Looking at other markets, continued uncertainty regards the extension of the PTC in the US, and Germany’s introduction of a new roof-top PV tariff (to both deliver its ambitious renewable goals as well as revive a flagging domestic PV industry) put these markets on level pegging in second spot. In fourth place, India recently suffered severe blackouts leading to speculation that the country has attracted insufficient private investment to modernise its power infrastructure and that renewable energy investment may suffer amid wider power system reforms. As a result, India has fallen a point in the ARI.
Despite dropping half a point, the UK has risen to fifth place in the ARI, due to a fall in Italy’s ranking in response to worsening economic conditions. While a number of UK policy and subsidy announcements were made during Q2 2012; the general consensus appears to be that these announcements have fallen short of delivering certainty for investors.
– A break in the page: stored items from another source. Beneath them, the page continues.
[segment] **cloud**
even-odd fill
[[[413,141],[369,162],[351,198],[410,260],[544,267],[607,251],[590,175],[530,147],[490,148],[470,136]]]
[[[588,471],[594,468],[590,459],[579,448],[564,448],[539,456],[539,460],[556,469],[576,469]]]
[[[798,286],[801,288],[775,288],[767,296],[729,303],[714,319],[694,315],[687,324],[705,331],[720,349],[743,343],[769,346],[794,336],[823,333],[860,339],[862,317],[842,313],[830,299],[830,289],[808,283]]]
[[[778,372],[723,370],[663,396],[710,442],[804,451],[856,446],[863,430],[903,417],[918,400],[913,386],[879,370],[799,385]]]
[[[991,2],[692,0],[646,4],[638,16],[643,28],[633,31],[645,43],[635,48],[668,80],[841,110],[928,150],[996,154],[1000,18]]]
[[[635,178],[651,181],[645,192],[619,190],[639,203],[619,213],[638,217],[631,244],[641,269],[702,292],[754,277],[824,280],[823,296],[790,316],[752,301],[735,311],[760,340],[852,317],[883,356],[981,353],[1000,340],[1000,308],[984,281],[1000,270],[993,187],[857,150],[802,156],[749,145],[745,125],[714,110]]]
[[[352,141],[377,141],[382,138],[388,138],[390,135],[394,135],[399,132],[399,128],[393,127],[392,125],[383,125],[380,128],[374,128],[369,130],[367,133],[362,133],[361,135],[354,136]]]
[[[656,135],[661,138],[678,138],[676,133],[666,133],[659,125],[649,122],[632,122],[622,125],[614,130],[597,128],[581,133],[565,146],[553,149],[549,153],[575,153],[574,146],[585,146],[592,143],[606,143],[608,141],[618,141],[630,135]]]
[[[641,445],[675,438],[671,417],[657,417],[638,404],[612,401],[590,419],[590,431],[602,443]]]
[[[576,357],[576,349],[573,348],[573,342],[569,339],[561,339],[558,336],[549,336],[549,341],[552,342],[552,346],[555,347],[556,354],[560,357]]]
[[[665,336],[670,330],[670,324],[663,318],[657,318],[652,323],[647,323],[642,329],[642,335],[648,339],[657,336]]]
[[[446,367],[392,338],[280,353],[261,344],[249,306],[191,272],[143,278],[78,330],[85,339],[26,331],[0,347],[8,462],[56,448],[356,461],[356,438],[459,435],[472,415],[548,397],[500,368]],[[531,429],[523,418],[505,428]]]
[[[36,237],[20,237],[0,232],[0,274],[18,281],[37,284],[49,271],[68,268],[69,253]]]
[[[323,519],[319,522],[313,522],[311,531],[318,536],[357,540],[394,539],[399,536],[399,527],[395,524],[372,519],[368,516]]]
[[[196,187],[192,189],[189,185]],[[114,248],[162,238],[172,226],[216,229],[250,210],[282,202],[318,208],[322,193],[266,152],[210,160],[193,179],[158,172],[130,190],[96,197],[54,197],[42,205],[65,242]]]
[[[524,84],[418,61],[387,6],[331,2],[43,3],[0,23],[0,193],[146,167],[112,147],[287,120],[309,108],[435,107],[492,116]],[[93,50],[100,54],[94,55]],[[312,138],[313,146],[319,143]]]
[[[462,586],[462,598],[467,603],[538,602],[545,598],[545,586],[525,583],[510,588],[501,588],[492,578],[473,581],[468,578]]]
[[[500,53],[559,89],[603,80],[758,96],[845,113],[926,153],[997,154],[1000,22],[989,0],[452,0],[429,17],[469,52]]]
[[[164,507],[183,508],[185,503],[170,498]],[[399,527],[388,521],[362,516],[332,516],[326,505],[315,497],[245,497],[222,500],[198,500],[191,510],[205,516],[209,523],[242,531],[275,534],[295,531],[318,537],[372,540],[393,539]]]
Indeed, the continuing battle within the coalition government between an apparent pro-gas stance, and the more pro-renewables view is serving to undermine the rhetoric that the UK energy market is a great place to invest.
Q2 2012 saw total new investment in the sector of US $59.6b (€48b), up 24% from Q1 2012, with China experiencing a 92% increase on Q1 2012. Europe and the US saw an increase in total new investment of 11% and 18% respectively in Q2 2012, the majority of which was driven by new build asset finance. While the number of deals remained broadly the same, the value of these transactions increased by around 40%–50% across the two regions.